Synopses & Reviews
From the bestselling author of How the Irish Saved Civilization
, a fascinating look at how medieval thinkers created the origins of modern intellectual movements.
After the long period of decline known as the Dark Ages, medieval Europe experienced a rebirth of scholarship, art, literature, philosophy, and science and began to develop a vision of Western society that remains at the heart of Western civilization today, from the entry of women into professions that had long been closed to them to the early investigations into alchemy that would form the basis of experimental science. On visits to the great cities of Europe-monumental Rome; the intellectually explosive Paris of Peter Abelard and Thomas Aquinas; the hotbed of scientific study that was Oxford; and the incomparable Florence of Dante and Giotto-acclaimed historian Thomas Cahill brilliantly captures the spirit of experimentation, the colorful pageantry, and the passionate pursuit of knowledge that built the foundations for the modern world.

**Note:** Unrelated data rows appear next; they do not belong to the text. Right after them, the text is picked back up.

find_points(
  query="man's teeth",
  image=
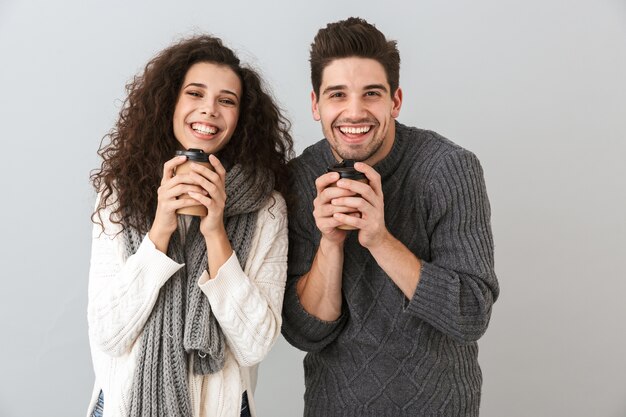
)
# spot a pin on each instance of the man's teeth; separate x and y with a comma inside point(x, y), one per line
point(355, 130)
point(204, 129)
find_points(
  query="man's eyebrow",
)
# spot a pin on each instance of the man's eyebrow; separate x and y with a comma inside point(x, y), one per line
point(375, 87)
point(343, 87)
point(334, 88)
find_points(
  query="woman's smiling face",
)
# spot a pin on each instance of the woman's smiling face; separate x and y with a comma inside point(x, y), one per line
point(207, 110)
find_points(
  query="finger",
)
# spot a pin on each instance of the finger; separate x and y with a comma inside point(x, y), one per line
point(205, 172)
point(215, 190)
point(325, 180)
point(219, 168)
point(170, 166)
point(183, 202)
point(352, 203)
point(202, 199)
point(182, 189)
point(353, 219)
point(372, 175)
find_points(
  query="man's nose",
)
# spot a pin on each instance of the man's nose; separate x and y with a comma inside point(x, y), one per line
point(355, 109)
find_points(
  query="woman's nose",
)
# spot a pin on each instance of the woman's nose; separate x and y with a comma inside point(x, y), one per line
point(209, 109)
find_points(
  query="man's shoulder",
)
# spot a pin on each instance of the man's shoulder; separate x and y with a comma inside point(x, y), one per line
point(429, 141)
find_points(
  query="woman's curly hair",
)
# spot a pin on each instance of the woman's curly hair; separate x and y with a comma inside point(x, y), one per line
point(143, 137)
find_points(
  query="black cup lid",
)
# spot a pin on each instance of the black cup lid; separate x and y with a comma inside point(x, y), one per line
point(193, 154)
point(346, 169)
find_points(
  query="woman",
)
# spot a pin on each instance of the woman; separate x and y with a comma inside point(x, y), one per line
point(182, 308)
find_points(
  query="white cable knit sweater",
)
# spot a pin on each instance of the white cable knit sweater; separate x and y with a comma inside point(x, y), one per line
point(247, 304)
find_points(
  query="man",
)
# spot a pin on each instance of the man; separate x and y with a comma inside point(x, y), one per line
point(389, 313)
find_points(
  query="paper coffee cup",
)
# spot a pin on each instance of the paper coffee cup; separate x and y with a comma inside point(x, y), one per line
point(194, 156)
point(346, 171)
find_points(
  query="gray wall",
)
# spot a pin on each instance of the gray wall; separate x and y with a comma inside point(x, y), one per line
point(536, 88)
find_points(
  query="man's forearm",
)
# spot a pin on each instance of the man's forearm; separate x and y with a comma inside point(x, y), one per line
point(319, 290)
point(402, 266)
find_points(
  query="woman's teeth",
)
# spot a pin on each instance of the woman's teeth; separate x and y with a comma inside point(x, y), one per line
point(207, 130)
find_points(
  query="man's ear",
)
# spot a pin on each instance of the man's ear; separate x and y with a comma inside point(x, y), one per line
point(397, 103)
point(314, 107)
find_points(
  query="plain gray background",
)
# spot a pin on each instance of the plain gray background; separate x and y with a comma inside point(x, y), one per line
point(536, 88)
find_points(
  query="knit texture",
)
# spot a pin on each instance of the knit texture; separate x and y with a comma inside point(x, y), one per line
point(387, 355)
point(181, 321)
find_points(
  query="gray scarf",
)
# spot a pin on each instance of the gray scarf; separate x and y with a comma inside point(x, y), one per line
point(181, 322)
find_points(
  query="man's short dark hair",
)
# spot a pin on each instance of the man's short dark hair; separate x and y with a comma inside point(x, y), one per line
point(353, 37)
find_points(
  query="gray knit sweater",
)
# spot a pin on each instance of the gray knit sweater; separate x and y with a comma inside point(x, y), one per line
point(388, 355)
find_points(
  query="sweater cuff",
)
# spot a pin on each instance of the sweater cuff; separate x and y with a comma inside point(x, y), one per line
point(431, 295)
point(156, 263)
point(311, 328)
point(229, 280)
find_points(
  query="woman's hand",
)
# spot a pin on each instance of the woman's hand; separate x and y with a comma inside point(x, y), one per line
point(172, 186)
point(213, 183)
point(212, 226)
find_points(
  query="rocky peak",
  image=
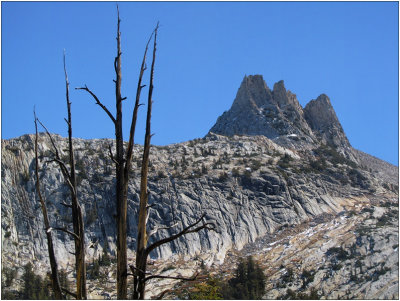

The inimitable author Cahill turns his eye on the dawn of the modern Western world in this intelligent, beautifully written exploration of medieval Europe, the fifth book in his acclaimed 'Hinges of History' series.
About the Author
Thomas Cahill's appealing approach to distant history has won the attention of millions of readers in North America and beyond. Cahill is the author of four previous volumes in the Hinges of History series: How the Irish Saved Civilization, The Gifts of the Jews, Desire of the Everlasting Hills, and Sailing the Wine-Dark Sea. They have been bestsellers, not only in the United States but also in countries ranging from Italy to Brazil. He and his wife, Susan, also a writer, divide their time between New York and Rome.